The majority of the informal caregivers reported a positive impact on self-esteem due to caregiving, which continued during follow-up. However, a high percentage also reported negative consequences of caring. During the long-term follow-up, the most negative aspects of caregiving decreased significantly: disrupted schedules, financial problems and health problems (Table 2). As long-term longitudinal research on caregiver burden in HNC is lacking, it is difficult to compare our findings with existing literature [20]. Due to the significant decrease in caregiver burden over time, the timing of measurement in a cross-sectional study is essential when comparing results. Offerman et al. and Verdonck-de Leeuw et al. described caregiver burden in cross-sectional cohorts of spouses of HNC patients and reported contradictory percentages of spouses with negative or positive caregiver reactions [13,21]. However, caregiver burden was measured once after treatment with a wide range of multiple years. The few available longitudinal cohort studies measuring the caregiver burden of cancer caregivers in general also found the highest burden on the subdomain, disrupted schedule, which decreased within 6 months [40,41]. However in these cohorts, financial problems and health problems remained stable during follow-up. Comparable to our study, self-esteem remained stable as well [40,41]. When comparing our results to a longitudinal cohort of caregivers of patients with lung cancer (6 months follow-up), we found fewer financial problems and disrupted schedules, more problems with lack of family support and comparable self-esteem and health problems [39]. However, compared to a longitudinal cohort with colorectal cancer, more problems with disrupted schedule, financial problems and health problems were found in our cohort [41]. In studies comparing the caregiver burden in HNC with other types of malignancies, a higher caregiver burden was reported in HNC caregivers than in caregivers for patients with breast or ovarian carcinoma [42,43]. Besides the possible effect of cancer type, these findings may also be explained by the differences in culture of the study populations, ranging from the Netherlands, South Korea to the United States.
At baseline, elevated symptoms of distress were seen, but within six months these levels decreased to normative levels. This confirms earlier research reporting high distress in caregivers of HNC patients, and a reduction of distress during the first 6 months after treatment [13,18,44,45]. Lambert et al. analyzed anxiety and depression in varying cancer types and stated that HNC caregivers were more vulnerable than the caregivers of patients with prostate, breast, melanoma and colorectal cancer [46]. They suggested that “blaming the patient for its disease (due to lifestyle)”, persistent functional problems, and problems with patients’ body image due to mutilating interventions could be the reason for the reduced psychological function of HNC caregivers [46].

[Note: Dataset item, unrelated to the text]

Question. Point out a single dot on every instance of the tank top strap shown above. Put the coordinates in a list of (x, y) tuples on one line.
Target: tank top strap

Health problems due to caregiving assesses the caregiver’s feeling that their own physical health had worsened since the start of caregiving [15]. We found that health problems at baseline were associated with psychological distress and reduced global QoL, physical and social functioning of caregivers over time. This points out that informal caregivers with a worsening of their physical health are vulnerable for reduced functioning during follow-up. Earlier research into cancer caregivers found that health problems due to caregiving were associated with psychological distress as well [39,47]. No significant relations between the other domains of caregiving and psychological distress or QoL were found in this study.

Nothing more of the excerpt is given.